Databricks Schema Management with Flyway

Databricks SQL SME

Published in

DBSQL SME Engineering

8 min readSep 20, 2024

Author: Kamalendu Biswas, Specialist Solutions Architect @ Databricks

What is Database Versioning?

Database versioning is a critical practice in modern software development that allows teams to track, manage, and control changes to database schemas and data over time. It involves assigning unique version numbers or labels to different database states, enabling developers to collaborate effectively, roll back changes if needed, and maintain consistency across various environments. Database versioning tools typically use migration scripts or change logs to record modifications, allowing for precise tracking of who made changes, when they were made, and why. This approach facilitates smoother deployments, easier troubleshooting, and better coordination among team members working on complex database systems. By implementing database version control, organizations can reduce risks associated with database changes, improve development workflows, and ultimately deliver more reliable and efficient database-driven applications.

Tools for Database Versioning (Flyway)

Flyway is a popular open source database migration tool that helps manage and version database schema changes.

Flyway Overview

Flyway is a Java-based tool that uses SQL scripts to manage database schema migrations.
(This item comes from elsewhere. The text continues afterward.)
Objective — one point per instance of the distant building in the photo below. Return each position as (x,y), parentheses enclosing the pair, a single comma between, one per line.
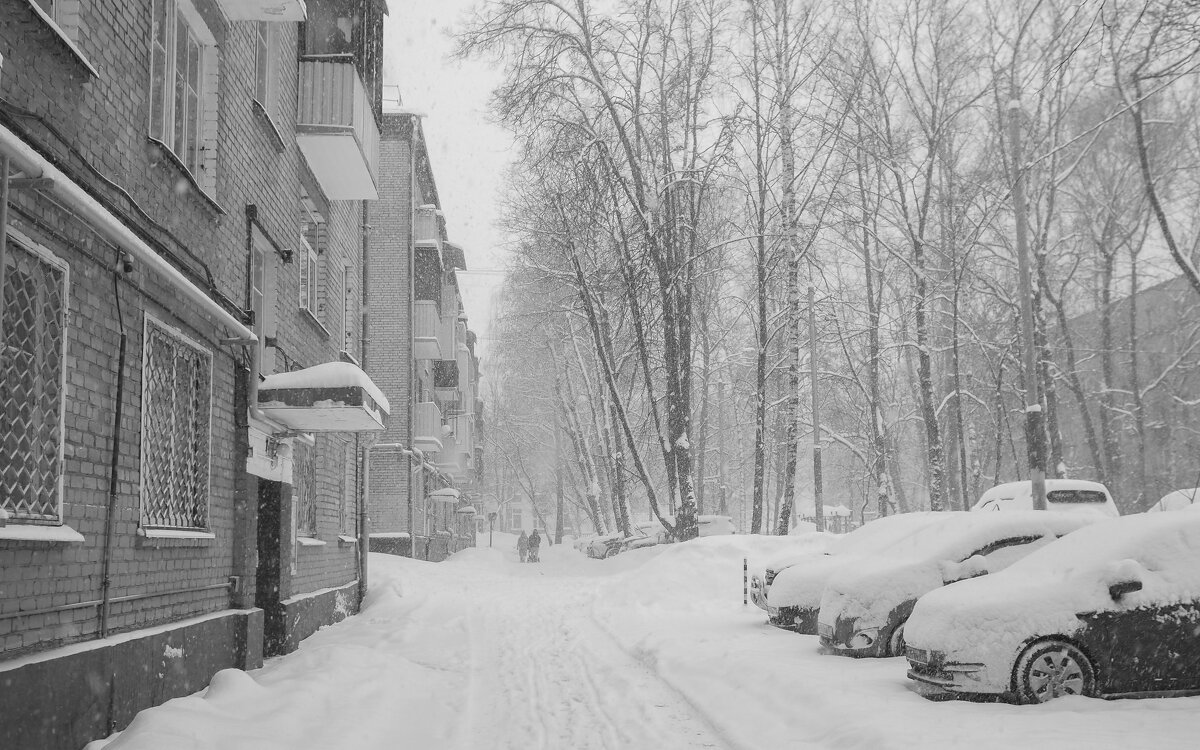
(435,438)
(184,190)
Key features include:

Version control for database schemas
Supports multiple database types, community support for Databricks
Uses versioned SQL migration scripts
Integrates with build tools and frameworks like Maven, Gradle, and Spring
Provides a command-line interface and Java API

Flyway Process

The Flyway database migration engine is a command-line tool that allows you to automate deploying database changes while maintaining strict control of database versions. It migrates a database from one version to another by running a series of versioned migration scripts. When the migration is applied to a database, the new version number is ’stamped’ into a unique schema history table.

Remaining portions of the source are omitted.